L’initiative Education Plus a été lancée ce lundi 21 juin à Yaoundé, au cours d’une cérémonie présidée par le Premier Ministre chef du gouvernement.

Réduire les infections à VIH chez les jeunes et améliorer l’autonomisation des adolescentes et des jeunes femmes. Tel est l’objectif visé par l’initiative Education Plus, dont la cérémonie de lancement officiel a eu lieu le 21 juin dernier à Yaoundé. Elle a réuni autour du Premier ministre Joseph Dion Ngute, le Coordonnateur résident des Nations Unies au Cameroun,  les responsables de l’Unicef, l’Onusida, l’Unfpa, l’Unesco, l’Onufemme, les ministres de la Santé Publique, des Enseignements Secondaires, les leaders traditionnels et religieux ainsi que des représentants de la société civile.

A travers cette initiative, le Système des Nations Unies entend fournir à toutes les filles un enseignement secondaire de qualité, avec un accès universel à une éducation sexuelle complète, ainsi qu’une transition réussie entre la vie scolaire et la vie professionnelle. De façon plus précise, il s’agira comme l’a indiqué Mathias Naab d’« éliminer les infections au VIH en maintenant davantage les filles dans l’éducation, jusqu’à la fin de l’enseignement secondaire ».

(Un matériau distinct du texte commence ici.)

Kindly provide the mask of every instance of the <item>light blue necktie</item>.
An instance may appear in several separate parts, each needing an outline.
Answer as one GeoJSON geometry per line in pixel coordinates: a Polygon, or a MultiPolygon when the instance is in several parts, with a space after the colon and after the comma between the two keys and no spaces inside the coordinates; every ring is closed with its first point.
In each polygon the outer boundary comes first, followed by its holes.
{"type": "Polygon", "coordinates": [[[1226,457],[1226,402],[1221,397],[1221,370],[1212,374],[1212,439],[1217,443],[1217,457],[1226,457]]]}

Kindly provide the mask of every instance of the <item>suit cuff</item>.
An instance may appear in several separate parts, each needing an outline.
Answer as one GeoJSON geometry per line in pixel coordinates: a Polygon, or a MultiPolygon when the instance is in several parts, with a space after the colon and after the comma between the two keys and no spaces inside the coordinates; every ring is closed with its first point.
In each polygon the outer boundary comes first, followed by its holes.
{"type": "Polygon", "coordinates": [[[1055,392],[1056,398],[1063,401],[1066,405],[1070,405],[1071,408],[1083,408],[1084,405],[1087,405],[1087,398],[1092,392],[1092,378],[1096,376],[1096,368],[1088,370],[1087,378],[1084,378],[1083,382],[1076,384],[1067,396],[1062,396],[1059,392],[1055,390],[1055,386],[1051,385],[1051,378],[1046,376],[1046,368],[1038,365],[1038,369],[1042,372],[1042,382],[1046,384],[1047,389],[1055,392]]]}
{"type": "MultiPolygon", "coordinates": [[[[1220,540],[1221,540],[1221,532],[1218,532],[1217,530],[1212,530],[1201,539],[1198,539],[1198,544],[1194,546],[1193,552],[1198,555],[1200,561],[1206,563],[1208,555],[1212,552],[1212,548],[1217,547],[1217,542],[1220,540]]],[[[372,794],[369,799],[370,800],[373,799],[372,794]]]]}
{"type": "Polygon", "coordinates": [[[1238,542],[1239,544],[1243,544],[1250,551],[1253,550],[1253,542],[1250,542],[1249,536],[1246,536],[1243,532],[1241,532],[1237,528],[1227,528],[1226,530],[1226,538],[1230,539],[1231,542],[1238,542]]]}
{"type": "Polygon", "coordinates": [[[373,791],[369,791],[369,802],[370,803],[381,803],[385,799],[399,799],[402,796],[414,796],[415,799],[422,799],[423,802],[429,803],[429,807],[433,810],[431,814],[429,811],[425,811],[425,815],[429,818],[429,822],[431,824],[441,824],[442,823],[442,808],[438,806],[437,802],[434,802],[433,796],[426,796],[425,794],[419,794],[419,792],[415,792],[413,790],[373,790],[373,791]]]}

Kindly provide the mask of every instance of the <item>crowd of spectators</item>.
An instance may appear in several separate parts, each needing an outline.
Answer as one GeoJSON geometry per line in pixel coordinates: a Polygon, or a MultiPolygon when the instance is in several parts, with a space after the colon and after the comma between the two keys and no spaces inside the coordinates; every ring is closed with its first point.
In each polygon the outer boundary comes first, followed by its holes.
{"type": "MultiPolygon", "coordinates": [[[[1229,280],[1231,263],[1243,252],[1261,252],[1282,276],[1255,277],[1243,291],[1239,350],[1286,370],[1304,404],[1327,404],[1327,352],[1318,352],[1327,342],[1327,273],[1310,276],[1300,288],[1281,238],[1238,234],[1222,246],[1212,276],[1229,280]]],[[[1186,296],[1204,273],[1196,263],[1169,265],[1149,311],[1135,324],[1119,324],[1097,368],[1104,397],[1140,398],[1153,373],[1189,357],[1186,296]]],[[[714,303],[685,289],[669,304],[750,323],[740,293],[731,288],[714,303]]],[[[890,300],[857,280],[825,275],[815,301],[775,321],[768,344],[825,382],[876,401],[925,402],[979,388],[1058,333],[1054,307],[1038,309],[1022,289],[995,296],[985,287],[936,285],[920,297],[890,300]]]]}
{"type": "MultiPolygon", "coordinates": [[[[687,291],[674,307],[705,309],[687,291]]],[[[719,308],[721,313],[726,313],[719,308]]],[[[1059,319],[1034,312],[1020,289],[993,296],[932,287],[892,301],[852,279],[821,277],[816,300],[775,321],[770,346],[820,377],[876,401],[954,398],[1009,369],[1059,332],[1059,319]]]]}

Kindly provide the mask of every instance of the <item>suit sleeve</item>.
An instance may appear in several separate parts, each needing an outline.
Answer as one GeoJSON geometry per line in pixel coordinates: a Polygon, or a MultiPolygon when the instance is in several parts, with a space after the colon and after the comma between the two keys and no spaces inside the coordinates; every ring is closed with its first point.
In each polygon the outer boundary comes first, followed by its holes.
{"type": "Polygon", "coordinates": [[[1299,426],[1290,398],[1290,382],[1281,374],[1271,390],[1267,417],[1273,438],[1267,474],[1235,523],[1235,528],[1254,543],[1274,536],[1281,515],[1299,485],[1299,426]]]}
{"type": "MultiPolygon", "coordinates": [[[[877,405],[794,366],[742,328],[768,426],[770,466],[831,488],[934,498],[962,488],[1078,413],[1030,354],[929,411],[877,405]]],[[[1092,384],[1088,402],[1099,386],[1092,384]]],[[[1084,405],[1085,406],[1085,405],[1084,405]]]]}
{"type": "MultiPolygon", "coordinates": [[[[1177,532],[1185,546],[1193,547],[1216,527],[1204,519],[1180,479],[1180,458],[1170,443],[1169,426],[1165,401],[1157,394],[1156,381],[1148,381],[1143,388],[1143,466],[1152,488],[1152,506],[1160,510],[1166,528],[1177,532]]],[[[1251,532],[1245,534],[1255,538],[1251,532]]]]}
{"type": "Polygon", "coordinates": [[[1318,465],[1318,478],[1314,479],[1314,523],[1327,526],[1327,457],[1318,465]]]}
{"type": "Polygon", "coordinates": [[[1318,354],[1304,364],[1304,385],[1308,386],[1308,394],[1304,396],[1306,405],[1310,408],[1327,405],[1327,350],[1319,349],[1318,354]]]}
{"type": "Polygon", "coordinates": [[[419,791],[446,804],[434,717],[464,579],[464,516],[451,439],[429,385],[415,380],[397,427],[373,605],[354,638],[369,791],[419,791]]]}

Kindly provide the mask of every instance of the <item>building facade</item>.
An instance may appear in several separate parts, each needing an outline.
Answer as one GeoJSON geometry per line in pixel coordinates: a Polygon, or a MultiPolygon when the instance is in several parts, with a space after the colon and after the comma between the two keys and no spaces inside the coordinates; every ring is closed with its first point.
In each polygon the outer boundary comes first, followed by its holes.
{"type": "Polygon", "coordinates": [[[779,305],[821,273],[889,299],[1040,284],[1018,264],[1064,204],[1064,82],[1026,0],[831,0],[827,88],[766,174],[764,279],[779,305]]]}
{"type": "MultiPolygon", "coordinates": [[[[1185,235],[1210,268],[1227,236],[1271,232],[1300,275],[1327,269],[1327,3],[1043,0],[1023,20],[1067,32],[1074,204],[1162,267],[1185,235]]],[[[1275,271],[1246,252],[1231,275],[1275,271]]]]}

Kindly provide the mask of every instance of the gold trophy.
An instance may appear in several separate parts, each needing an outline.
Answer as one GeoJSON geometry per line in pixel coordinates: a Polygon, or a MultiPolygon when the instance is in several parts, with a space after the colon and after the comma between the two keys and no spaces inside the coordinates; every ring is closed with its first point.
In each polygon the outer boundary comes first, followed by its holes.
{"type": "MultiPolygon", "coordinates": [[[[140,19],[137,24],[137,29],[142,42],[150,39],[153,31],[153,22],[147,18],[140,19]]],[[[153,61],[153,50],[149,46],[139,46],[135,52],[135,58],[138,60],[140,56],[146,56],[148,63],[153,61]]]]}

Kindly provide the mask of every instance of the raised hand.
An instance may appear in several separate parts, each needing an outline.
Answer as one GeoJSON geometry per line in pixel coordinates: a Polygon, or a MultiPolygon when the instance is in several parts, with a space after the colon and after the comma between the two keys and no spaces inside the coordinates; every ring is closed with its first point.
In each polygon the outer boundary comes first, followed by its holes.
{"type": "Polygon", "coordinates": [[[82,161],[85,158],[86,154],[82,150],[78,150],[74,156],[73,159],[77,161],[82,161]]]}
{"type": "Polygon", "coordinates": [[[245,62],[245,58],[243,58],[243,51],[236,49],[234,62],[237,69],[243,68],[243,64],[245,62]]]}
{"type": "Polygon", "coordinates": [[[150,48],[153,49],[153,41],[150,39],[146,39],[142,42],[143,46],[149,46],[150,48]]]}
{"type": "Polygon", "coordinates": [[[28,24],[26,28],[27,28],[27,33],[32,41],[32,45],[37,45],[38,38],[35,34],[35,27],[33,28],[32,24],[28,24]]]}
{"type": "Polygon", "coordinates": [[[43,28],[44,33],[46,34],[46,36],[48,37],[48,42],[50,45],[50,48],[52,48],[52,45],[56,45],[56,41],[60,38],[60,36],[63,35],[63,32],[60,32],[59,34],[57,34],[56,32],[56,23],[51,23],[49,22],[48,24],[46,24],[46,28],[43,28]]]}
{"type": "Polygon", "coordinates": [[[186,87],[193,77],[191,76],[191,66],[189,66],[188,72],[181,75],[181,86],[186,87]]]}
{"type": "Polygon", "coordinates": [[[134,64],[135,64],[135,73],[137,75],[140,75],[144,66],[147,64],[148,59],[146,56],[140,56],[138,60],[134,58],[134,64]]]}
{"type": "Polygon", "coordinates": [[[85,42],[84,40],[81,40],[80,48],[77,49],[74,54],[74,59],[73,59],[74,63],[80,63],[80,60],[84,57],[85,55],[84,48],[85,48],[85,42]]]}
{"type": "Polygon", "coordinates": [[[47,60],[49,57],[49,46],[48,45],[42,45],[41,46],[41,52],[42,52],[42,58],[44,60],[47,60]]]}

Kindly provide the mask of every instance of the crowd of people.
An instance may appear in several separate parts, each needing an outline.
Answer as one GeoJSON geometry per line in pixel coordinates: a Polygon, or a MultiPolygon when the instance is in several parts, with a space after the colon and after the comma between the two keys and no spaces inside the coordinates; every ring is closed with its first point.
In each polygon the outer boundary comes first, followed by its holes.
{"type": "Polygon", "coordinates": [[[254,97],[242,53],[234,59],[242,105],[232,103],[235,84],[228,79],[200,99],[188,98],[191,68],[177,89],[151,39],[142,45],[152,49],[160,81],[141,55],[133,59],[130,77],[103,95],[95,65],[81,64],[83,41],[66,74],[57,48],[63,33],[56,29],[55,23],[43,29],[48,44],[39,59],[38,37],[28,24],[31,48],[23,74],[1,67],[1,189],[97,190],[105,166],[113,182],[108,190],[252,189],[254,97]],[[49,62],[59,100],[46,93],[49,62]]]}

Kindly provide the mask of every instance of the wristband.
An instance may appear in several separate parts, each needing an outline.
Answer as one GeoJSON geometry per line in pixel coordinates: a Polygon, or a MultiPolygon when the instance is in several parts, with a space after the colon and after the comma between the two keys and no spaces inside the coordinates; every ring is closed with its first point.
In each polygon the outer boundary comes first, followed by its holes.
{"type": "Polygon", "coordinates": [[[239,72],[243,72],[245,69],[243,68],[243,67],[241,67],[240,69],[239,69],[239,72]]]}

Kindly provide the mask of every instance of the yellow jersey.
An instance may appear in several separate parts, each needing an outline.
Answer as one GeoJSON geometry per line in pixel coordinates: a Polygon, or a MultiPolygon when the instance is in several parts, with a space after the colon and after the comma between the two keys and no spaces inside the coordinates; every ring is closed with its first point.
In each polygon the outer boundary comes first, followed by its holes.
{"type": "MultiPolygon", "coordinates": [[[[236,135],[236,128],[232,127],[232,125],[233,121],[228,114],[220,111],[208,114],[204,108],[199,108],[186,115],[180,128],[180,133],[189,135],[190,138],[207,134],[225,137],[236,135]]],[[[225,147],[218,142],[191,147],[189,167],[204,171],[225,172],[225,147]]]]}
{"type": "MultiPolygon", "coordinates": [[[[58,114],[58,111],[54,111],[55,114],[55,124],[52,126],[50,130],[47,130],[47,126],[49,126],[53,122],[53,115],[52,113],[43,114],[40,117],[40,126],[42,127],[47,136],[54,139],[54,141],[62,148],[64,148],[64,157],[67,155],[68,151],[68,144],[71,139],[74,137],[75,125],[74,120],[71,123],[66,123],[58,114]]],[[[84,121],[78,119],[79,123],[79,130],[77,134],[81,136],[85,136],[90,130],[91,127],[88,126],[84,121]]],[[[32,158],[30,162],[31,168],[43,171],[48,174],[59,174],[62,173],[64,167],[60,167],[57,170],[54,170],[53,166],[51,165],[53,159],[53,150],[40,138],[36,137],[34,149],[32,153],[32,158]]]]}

Le Coordonnateur Résident des Nations Unies au Cameroun rappelle que « les adolescentes et les jeunes femmes âgées de 15 à 24 ans, soit 10% de la population, représentaient un quart de tous les nouveaux cas d’infection en 2019.  Rien qu’en 2019 on dénombrait 4.500 filles qui contractaient le VIH chaque semaine, tandis que 23.000 d’entre elles mourraient de maladies liées au Sida ».

Pour Manaouda Malachie, cette « campagne de plaidoyer politique de haut niveau » s’érige donc comme « le gage de la transformation de la promesse de l’égalité des sexes ». Les jeunes femmes agiront ainsi en tant que dirigeantes, innovatrices et cocréatrices de l’Initiative, à travers des partenariats inclusifs. Ceux-ci comprendront une coopération étroite avec les gouvernements,  les associations de femmes, de jeunes, de parents, d’enseignants ainsi que divers réseaux de la société civile. Ce qui aboutira à « une amélioration des pratiques, ainsi que des mentalités en faveur de l’éducation de la jeune fille », tel que l’a indiqué Joseph Dion Ngute.